BOW HAND EXERCISES
By Bayla Keyes
The following exercises will develop flexibility in the right hand, leading to deeper and more beautiful sonorities and a greater ability to produce any dynamic in any part of the bow at will.
Windshield wipers: hold your bow with the tip pointing to ceiling; move from elbow only, so that the forearm rotates and the bow swipes from side to side like windshield wipers on a car.
Vertical - Hold the bow with the tip pointed straight up. Keep it stable as you crawl first up and then back down the bow with your fingers.

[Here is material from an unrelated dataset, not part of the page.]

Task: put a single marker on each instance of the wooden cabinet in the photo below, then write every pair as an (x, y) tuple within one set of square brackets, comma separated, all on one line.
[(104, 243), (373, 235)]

Horizontal - Hold the bow parallel to the floor. Keep it stable as you crawl towards the tip with your fingers and then back towards the frog. For extra points, when you have crawled to the tip turn the bow around and crawl back to the “frog” (which is actually the tip)!
Bow rolling: Use your thumb and mid-finger to roll the bow towards you and away from you. You can also do this with the bow; keep your tone even while the hair goes from one side to flat to the other side and to flat. Do this on both downbow and upbow.
Pinky push-ups: Hold the bow with the tip pointed straight up. Use your left arm to stabilize your right forearm with the thumb side pointing up. Allow the tip to drop towards the floor slowly, balancing the bow horizontally with your thumb and pinky; then return the tip to pointing straight up. The movement happens only inside your hand, with no rotation of the forearm.
Pronation & Supination
In the following exercises, maintain a constant sound and bow speed. Change the bow at the frog and tip seamlessly. Adjust your elbow level – higher is better because it will enable the hand and fingers to soften.
Add & subtract fingers:
Upbow - Start at the tip with only the thumb and index finger on the bow. Travel one quarter of the way towards the frog. Add the next finger, reaching out one whole step away from the index finger; pull the bow up into the palm of the hand and check that the base knuckle has disappeared. Repeat for the next two fingers as you continue to the frog. Pay special attention to the third finger! When you end at the frog, all your fingers should be on the bow a whole step apart, and the third and fourth fingers should be curved; this is called supination.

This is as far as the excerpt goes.